NAKASONE  Pour connaître nos points d’appui et comprendre l’époque contemporaine, il est crucial de pouvoir compter sur des valeurs, une philosophie, une conception de l’histoire solides.

C’était autrefois la condition requise pour exercer en politique. Mais les hommes politiques actuels manquent de volonté d’apprendre.

Aiguiser son sens des valeurs, sa philosophie personnelle, approfondir sa vision de l’histoire, c’est aussi acquérir une plus grande carrure en tant qu’homme.

En ce qui concerne la diplomatie, ce n’est pas au ministre des affaires étrangères qu’il appartient de diriger la politique internationale d’un pays. Il reste le bras droit du Président de la république ou du Premier ministre à qui demeure le leadership de l’action diplomatique. Je considère de fait la diplomatie des rencontres de chefs d’État comme la quintessence de la diplomatie. Je vois les relations internationales comme une compétition mettant en œuvre la force et la sagesse des chefs d’États et de gouvernements. C’est dans ce sens qu’il m’arrive de comparer la diplomatie des sommets de chefs d’État aux Jeux olympiques. Il est nécessaire alors pour un leader politique de gagner en carrure, c’est-à-dire, par sa vision aiguë de l’histoire mondiale, sa conscience du présent, sa vision du monde personnelle, de rivaliser avec ses homologues étrangers, voire de dépasser ses homologues étrangers. C’est cette perspicacité-là qu’il s’agit d’acquérir.
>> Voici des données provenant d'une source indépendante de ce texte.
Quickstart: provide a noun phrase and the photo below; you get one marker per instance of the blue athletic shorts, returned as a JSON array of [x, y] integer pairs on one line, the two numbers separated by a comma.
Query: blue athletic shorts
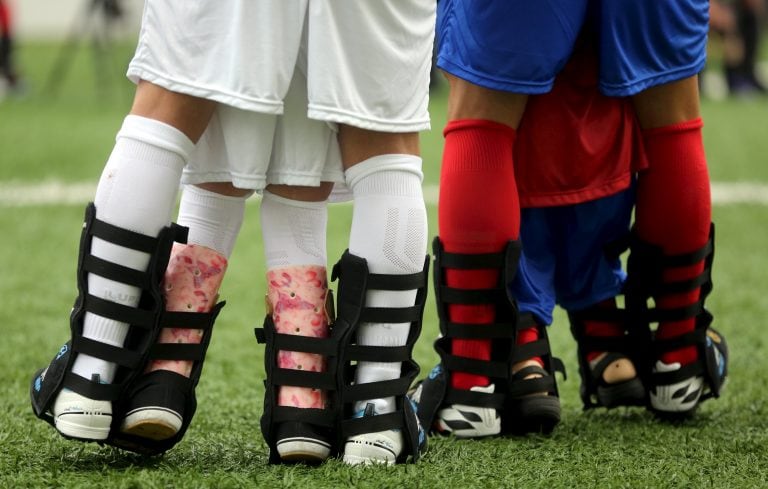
[[520, 45], [564, 260]]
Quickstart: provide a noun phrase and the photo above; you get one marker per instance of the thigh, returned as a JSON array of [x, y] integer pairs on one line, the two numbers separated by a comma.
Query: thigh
[[236, 52], [512, 45], [369, 63], [645, 43]]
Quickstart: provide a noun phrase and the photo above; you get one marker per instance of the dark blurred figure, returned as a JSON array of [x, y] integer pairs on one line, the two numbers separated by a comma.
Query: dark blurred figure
[[738, 22], [7, 70]]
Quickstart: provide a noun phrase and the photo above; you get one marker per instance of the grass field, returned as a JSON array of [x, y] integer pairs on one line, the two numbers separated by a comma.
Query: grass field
[[65, 137]]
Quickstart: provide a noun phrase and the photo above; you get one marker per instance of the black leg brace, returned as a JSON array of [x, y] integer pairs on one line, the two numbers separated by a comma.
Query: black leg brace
[[595, 392], [517, 399], [165, 388], [324, 421], [144, 319], [645, 269], [342, 354], [354, 283]]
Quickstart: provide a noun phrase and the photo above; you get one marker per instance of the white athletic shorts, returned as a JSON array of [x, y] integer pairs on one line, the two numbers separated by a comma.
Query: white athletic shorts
[[285, 73]]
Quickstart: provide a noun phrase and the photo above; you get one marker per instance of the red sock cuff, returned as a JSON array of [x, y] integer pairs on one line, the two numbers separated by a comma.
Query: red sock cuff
[[690, 125], [462, 124]]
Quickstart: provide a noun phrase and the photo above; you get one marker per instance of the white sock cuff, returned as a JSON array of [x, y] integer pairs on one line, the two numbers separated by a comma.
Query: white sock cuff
[[384, 163], [299, 204], [293, 232], [156, 133], [214, 220]]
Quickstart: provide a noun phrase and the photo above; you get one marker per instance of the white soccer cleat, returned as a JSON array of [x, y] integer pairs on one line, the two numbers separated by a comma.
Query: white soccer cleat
[[680, 397], [76, 416], [155, 423], [469, 421]]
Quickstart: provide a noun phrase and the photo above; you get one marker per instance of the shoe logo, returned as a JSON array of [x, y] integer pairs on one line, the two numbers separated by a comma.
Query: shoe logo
[[712, 336], [64, 349], [436, 371]]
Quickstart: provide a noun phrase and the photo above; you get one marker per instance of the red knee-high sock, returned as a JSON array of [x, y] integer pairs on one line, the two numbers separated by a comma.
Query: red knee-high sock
[[478, 212], [674, 211]]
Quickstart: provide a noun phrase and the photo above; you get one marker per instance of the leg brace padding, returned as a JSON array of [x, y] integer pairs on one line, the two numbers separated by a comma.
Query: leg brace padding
[[645, 269], [511, 391]]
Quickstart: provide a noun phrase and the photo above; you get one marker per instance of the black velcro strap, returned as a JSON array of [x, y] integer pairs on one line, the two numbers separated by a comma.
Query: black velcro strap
[[463, 261], [452, 295], [411, 281], [390, 314], [677, 314], [692, 338], [305, 344], [685, 372], [683, 286], [115, 354], [688, 259], [92, 390], [115, 272], [372, 424], [314, 416], [471, 331], [453, 363], [526, 351], [604, 343], [303, 378], [186, 320], [473, 398], [376, 390], [177, 351], [123, 237], [523, 387], [118, 312], [525, 320], [370, 353]]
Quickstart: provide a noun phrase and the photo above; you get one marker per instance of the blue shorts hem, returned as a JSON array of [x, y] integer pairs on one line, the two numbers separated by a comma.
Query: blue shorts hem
[[634, 87], [525, 87]]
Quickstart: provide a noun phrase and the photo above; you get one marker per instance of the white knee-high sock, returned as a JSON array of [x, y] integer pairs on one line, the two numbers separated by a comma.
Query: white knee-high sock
[[389, 230], [214, 220], [137, 191], [294, 232]]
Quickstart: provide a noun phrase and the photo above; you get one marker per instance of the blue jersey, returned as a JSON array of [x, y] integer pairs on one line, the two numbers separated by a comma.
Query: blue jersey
[[520, 45], [564, 259]]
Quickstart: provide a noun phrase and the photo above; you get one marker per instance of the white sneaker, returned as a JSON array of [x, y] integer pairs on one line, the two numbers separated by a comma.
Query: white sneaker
[[76, 416], [374, 448], [382, 447], [469, 421], [156, 423], [679, 397]]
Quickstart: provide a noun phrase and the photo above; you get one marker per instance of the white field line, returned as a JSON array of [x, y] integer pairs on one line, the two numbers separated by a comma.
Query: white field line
[[58, 193]]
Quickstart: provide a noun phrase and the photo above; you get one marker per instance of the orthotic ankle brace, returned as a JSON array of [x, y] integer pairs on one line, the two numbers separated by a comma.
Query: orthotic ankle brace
[[511, 391], [645, 269], [145, 320]]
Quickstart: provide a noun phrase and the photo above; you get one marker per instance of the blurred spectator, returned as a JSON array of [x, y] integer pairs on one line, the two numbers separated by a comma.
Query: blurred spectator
[[738, 22], [9, 79]]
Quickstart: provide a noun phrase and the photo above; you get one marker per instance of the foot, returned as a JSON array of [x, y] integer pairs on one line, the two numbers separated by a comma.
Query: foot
[[617, 382], [680, 397], [469, 421], [76, 416], [302, 442], [382, 447], [152, 422]]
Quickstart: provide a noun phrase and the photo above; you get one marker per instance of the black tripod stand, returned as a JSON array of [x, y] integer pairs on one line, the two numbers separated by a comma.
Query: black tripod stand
[[99, 19]]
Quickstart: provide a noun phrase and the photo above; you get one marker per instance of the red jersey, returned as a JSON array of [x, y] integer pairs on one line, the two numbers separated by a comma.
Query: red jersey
[[575, 144]]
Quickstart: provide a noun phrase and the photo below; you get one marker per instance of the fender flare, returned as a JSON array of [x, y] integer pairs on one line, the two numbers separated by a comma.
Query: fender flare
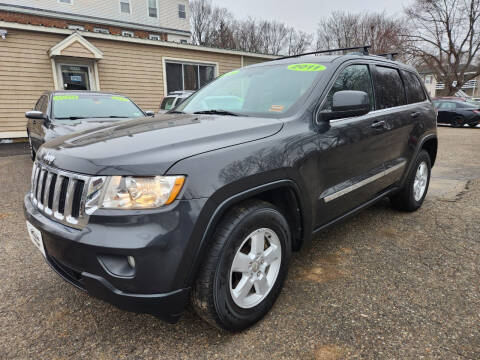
[[415, 154]]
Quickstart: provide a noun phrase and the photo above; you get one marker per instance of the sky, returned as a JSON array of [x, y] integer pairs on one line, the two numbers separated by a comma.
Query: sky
[[305, 14]]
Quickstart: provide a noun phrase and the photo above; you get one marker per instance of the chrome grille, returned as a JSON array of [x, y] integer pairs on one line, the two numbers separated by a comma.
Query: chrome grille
[[60, 195]]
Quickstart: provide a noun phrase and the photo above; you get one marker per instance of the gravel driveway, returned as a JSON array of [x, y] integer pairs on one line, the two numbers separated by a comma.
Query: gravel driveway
[[383, 285]]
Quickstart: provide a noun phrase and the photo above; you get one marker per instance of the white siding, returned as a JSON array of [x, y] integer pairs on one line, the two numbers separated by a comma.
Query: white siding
[[110, 9]]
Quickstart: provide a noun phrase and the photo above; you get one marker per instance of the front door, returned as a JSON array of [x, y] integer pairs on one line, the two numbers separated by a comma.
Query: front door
[[75, 77]]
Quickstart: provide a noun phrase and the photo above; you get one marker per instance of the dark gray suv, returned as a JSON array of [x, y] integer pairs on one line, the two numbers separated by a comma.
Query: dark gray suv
[[206, 204]]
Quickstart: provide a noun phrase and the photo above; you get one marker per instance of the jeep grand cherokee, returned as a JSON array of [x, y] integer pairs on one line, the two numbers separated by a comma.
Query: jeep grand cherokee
[[206, 204]]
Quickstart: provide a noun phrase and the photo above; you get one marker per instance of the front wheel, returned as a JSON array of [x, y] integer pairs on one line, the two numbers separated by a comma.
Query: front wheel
[[245, 268], [458, 122], [411, 197]]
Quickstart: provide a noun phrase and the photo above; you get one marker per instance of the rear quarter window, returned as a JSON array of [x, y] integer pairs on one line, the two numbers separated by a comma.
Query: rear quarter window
[[413, 87], [389, 90]]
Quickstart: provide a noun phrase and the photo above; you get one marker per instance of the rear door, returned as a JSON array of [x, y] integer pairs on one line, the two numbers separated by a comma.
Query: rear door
[[394, 110]]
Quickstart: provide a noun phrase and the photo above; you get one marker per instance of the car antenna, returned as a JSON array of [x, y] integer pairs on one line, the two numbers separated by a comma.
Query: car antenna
[[364, 49]]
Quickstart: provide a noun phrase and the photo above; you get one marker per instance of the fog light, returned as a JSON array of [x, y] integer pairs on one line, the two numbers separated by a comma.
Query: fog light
[[131, 261]]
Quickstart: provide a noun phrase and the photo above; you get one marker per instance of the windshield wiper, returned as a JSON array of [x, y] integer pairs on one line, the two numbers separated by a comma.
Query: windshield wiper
[[217, 112]]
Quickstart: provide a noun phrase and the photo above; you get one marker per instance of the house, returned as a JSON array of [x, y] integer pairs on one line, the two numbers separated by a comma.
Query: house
[[436, 88], [136, 47]]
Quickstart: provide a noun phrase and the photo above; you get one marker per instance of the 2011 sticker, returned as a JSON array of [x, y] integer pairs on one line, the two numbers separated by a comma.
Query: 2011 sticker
[[65, 97], [306, 67], [119, 98]]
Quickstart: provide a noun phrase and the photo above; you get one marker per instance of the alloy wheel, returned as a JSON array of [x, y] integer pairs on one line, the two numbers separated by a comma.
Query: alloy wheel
[[255, 268]]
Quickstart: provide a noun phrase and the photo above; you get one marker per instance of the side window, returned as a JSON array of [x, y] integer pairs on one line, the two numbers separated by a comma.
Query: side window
[[447, 105], [413, 87], [354, 77], [389, 91]]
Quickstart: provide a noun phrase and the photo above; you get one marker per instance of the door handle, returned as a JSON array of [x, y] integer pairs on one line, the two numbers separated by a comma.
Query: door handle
[[379, 124]]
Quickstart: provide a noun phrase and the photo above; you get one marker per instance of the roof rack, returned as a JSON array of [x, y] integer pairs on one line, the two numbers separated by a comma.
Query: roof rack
[[389, 56], [364, 49]]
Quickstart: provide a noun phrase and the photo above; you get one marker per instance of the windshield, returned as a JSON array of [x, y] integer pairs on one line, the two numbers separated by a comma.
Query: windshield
[[86, 106], [263, 90]]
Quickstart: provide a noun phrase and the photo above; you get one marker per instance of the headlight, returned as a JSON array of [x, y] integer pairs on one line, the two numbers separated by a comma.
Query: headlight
[[129, 192]]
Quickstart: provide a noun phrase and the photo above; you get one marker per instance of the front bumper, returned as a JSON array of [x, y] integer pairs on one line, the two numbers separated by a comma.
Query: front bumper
[[157, 240]]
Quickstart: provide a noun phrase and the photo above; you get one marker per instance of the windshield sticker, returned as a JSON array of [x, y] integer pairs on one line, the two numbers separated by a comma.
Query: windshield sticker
[[276, 108], [119, 98], [231, 73], [306, 67], [65, 97]]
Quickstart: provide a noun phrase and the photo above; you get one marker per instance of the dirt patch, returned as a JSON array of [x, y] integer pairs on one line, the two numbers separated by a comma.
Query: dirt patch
[[3, 216], [329, 352]]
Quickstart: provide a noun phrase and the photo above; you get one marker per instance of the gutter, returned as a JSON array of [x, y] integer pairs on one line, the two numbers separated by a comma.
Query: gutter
[[91, 19]]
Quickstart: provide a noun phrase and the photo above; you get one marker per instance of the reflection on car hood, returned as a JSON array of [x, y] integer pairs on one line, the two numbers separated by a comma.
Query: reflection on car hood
[[150, 146]]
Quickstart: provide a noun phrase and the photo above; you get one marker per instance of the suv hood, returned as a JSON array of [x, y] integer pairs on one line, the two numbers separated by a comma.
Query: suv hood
[[150, 146]]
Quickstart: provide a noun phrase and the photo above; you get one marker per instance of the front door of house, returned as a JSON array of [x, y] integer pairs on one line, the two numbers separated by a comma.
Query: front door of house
[[75, 77]]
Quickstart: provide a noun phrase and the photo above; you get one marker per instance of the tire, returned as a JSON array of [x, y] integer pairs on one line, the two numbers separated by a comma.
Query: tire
[[408, 199], [212, 293], [458, 121], [33, 154]]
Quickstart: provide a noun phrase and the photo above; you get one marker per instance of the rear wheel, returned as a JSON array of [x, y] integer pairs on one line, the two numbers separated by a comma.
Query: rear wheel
[[411, 197], [245, 267]]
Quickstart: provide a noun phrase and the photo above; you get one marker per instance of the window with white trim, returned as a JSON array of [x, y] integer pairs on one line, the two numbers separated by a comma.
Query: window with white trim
[[76, 27], [182, 11], [101, 30], [128, 33], [152, 8], [125, 6], [188, 76]]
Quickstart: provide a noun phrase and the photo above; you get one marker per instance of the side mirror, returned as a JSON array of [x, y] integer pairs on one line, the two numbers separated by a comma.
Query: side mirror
[[348, 103], [37, 115]]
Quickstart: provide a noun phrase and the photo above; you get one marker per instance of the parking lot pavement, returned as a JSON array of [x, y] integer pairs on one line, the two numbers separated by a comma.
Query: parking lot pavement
[[383, 285]]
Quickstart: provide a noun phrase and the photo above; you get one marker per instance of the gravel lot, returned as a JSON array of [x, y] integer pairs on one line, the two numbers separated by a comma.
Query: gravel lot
[[383, 285]]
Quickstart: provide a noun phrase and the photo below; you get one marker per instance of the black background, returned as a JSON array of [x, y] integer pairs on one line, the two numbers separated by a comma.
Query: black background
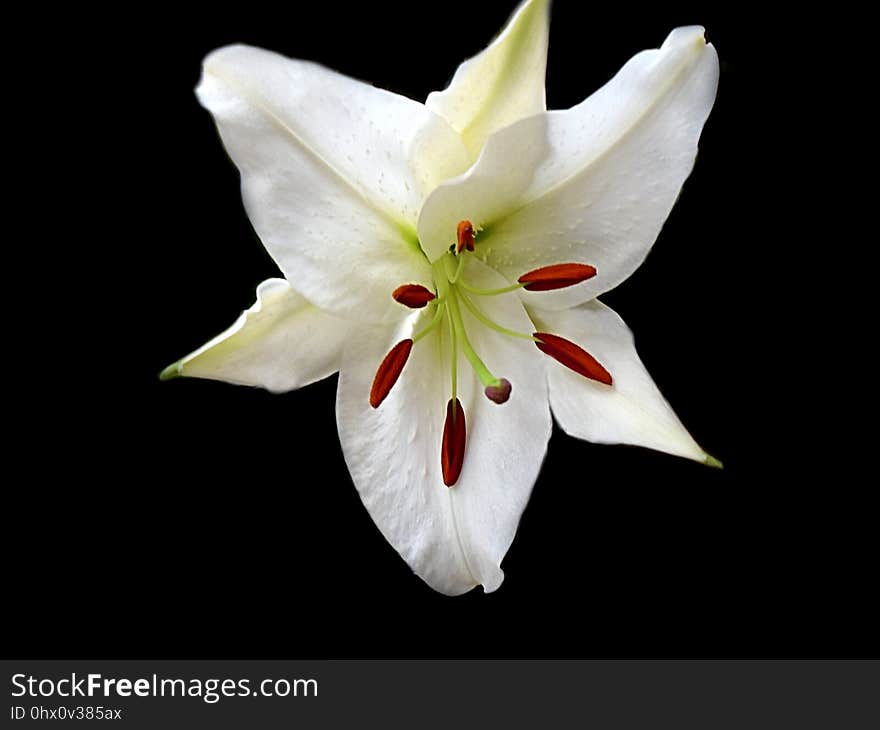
[[198, 519]]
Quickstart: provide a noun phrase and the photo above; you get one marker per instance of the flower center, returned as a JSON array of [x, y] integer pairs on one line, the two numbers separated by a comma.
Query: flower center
[[452, 293]]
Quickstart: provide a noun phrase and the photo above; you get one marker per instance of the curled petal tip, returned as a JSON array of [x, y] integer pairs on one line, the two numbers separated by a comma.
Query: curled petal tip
[[171, 372], [713, 462]]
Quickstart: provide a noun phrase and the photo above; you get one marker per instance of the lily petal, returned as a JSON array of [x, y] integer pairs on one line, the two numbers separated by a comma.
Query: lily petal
[[608, 172], [282, 342], [453, 538], [501, 85], [333, 174], [632, 410]]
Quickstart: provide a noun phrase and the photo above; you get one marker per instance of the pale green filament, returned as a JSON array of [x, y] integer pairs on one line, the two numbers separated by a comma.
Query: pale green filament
[[454, 351], [450, 288], [490, 324], [486, 377]]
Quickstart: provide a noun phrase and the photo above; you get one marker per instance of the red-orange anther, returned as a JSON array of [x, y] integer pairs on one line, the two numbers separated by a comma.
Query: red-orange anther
[[465, 235], [389, 372], [414, 296], [556, 276], [572, 356], [454, 438]]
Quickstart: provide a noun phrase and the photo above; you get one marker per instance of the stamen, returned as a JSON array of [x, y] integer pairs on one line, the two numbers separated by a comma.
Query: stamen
[[389, 371], [572, 356], [454, 439], [465, 235], [557, 276], [414, 296], [483, 373], [490, 324]]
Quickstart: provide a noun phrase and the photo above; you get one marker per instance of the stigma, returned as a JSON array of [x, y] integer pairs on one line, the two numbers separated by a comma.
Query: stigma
[[451, 295]]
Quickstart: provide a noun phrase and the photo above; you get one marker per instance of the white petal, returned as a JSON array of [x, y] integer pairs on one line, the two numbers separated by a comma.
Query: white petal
[[280, 343], [630, 411], [502, 84], [333, 174], [590, 185], [453, 538]]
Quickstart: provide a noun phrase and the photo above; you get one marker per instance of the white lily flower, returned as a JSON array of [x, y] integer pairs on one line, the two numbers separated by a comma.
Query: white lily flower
[[445, 258]]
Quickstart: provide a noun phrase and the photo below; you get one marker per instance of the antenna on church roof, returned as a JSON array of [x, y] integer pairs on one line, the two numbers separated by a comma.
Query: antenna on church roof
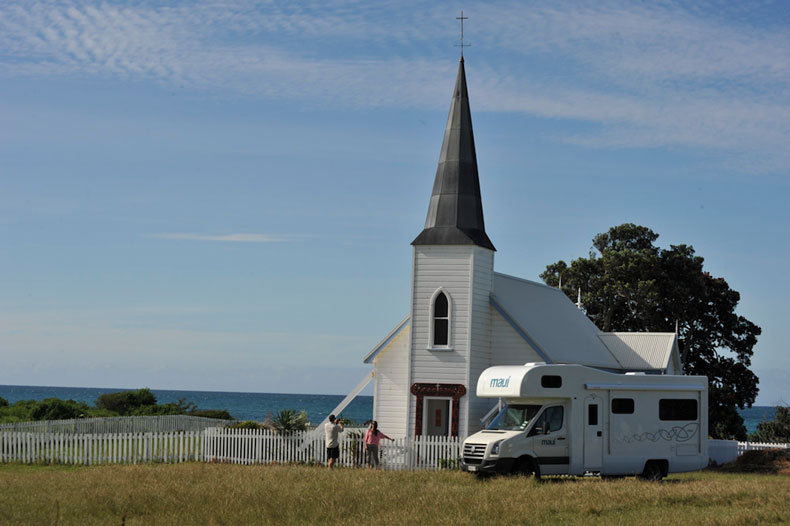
[[462, 45]]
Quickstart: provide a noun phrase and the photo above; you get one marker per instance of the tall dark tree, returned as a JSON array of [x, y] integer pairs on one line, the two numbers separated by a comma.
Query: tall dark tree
[[630, 284]]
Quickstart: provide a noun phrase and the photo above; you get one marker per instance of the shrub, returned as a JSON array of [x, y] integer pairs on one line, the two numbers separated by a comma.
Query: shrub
[[247, 424], [126, 402], [220, 414], [56, 409]]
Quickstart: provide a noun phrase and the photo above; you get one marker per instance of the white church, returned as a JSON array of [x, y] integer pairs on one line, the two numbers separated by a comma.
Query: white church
[[465, 317]]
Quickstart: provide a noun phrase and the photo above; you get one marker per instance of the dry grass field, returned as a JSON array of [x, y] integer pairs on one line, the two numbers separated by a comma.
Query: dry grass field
[[213, 494]]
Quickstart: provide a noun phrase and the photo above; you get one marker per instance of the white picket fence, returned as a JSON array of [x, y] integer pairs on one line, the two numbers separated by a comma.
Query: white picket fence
[[100, 448], [237, 446], [243, 446], [118, 424]]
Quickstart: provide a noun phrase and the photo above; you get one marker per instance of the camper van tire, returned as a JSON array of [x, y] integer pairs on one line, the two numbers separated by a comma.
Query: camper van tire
[[654, 470], [528, 467]]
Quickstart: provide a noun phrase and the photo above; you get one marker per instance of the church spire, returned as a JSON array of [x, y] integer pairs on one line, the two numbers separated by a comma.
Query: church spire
[[455, 213]]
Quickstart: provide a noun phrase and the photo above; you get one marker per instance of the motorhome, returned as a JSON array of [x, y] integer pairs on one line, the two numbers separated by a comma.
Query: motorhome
[[560, 419]]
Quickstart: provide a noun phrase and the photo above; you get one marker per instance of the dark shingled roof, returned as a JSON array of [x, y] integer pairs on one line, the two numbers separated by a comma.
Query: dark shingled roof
[[455, 214]]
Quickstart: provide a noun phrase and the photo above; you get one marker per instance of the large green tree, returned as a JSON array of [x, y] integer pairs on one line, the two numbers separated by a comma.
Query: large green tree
[[629, 284]]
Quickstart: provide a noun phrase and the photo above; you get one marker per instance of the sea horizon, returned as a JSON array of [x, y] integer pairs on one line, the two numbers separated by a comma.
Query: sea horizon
[[244, 405]]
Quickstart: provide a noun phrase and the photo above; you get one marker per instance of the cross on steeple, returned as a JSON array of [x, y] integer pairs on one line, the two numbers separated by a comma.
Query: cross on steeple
[[462, 45]]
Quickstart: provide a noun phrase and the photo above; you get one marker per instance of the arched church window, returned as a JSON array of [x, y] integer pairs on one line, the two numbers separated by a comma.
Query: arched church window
[[441, 320]]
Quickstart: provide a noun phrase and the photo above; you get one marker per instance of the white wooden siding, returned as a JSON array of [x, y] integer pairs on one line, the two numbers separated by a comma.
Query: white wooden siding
[[391, 389], [480, 340], [449, 268]]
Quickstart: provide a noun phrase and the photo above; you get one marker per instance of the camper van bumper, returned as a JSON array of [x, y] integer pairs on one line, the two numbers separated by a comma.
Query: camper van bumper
[[497, 465]]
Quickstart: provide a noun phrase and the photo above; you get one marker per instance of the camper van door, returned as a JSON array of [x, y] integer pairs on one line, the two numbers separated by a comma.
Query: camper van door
[[593, 433]]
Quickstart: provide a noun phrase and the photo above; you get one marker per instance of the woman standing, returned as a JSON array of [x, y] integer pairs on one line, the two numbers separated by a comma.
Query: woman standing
[[372, 438]]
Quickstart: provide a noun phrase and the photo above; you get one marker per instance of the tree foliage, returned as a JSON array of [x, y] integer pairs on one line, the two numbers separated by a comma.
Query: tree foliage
[[630, 284], [777, 430], [124, 403]]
Lors d’une rencontre de chefs d’États, il ne faut pas plus de dix minutes pour se faire une idée des capacités de son interlocuteur. Même s’il parle une langue étrangère, on peut déduire ses capacités de son attitude en tant qu’orateur. Dans certains cas, il peut s’agir simplement de reconnaître que nous partageons les mêmes valeurs, mais ces valeurs peuvent aussi être antinomiques. Dans une situation d’affrontement, être capable d’inspirer du respect à son adversaire devient un atout pour son pays. La confiance acquise entre dirigeants lors d’une rencontre au sommet entraîne ensuite l’action diplomatique. Et la capacité à gagner la confiance des chefs d’États étrangers repose sur les capacités personnelles des hommes politiques. Mais l’éducation dispensée depuis la réforme du système scolaire après-guerre me semble bien insuffisante pour former des leaders possédant ces capacités.